The guard raised his spear as they reeled in front of him. In a polite but firm voice, he told them they must go back. The baron had forbidden anybody, under pain of death, to proceed further.
“All right,” Wolff said, slurring the words. He started to turn, then suddenly leaped and grabbed the spear. Before the startled sentry could loose the yell from his open mouth, he was slammed against the door and the shaft of the spear was brought up hard against his throat. Wolff continued to press it. The sentry’s eyes goggled, his face became red, then blue. A minute later, he slumped forward, dead.
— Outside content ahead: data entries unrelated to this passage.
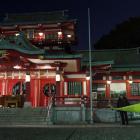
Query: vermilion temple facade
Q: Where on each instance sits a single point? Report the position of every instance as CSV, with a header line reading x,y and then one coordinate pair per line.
x,y
37,64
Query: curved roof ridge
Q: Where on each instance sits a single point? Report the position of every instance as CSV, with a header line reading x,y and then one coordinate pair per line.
x,y
108,50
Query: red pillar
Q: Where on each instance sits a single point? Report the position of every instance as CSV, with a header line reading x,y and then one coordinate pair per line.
x,y
128,90
108,91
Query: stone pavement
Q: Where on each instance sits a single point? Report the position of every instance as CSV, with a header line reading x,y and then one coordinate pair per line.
x,y
97,131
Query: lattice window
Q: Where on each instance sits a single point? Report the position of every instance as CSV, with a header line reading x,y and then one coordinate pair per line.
x,y
135,89
74,88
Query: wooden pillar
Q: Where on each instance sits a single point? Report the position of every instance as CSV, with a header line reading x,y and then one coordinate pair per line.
x,y
128,90
108,91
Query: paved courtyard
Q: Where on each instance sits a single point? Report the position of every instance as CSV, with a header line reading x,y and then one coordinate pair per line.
x,y
75,132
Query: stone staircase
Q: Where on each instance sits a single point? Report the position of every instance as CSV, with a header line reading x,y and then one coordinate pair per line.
x,y
23,116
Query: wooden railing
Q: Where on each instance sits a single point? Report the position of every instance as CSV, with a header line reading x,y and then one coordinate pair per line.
x,y
78,101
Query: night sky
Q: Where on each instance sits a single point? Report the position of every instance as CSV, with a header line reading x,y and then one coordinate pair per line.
x,y
105,14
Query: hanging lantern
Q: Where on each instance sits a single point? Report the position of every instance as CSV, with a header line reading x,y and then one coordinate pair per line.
x,y
27,79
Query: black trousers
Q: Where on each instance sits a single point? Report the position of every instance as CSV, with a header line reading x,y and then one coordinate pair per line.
x,y
124,117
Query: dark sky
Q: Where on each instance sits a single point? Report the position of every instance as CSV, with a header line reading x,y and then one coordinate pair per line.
x,y
105,14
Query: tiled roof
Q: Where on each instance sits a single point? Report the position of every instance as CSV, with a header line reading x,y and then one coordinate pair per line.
x,y
122,58
20,44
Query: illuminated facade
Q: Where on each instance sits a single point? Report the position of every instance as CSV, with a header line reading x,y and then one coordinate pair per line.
x,y
37,63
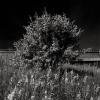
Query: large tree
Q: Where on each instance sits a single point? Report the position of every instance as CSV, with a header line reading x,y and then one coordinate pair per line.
x,y
47,42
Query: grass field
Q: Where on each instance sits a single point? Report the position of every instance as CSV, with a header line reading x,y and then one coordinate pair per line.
x,y
15,85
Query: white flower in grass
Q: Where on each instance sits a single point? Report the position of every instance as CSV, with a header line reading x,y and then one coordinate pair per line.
x,y
91,98
85,79
10,96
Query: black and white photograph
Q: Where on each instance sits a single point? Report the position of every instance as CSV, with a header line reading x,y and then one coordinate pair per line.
x,y
50,50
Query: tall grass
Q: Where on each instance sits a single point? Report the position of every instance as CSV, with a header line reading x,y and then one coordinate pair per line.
x,y
34,84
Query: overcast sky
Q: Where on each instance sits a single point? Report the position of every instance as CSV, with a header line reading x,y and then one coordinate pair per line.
x,y
14,15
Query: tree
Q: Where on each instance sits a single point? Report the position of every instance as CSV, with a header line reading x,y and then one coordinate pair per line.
x,y
46,41
49,42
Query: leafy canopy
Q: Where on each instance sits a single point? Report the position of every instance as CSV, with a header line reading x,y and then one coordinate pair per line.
x,y
46,42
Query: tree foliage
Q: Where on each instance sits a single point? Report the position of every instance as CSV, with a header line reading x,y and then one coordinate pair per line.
x,y
47,42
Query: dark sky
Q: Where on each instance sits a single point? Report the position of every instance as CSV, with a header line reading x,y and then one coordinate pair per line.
x,y
14,15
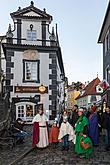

The Yidshe dragged the body down the hall and into a side-room. When he returned, he reported that he had hidden the corpse behind a large chest.
“Too bad,” Kickaha said cheerfully. “He may have been a nice kid. But if we have to fight our way out, we’ll have one less in our way.”
However, the dead man had had no key to unlock the door.
“Von Elgers is probably the only man who has one, and we’d play hell getting it off him,” Kickaha said. “Okay. We’ll go around.”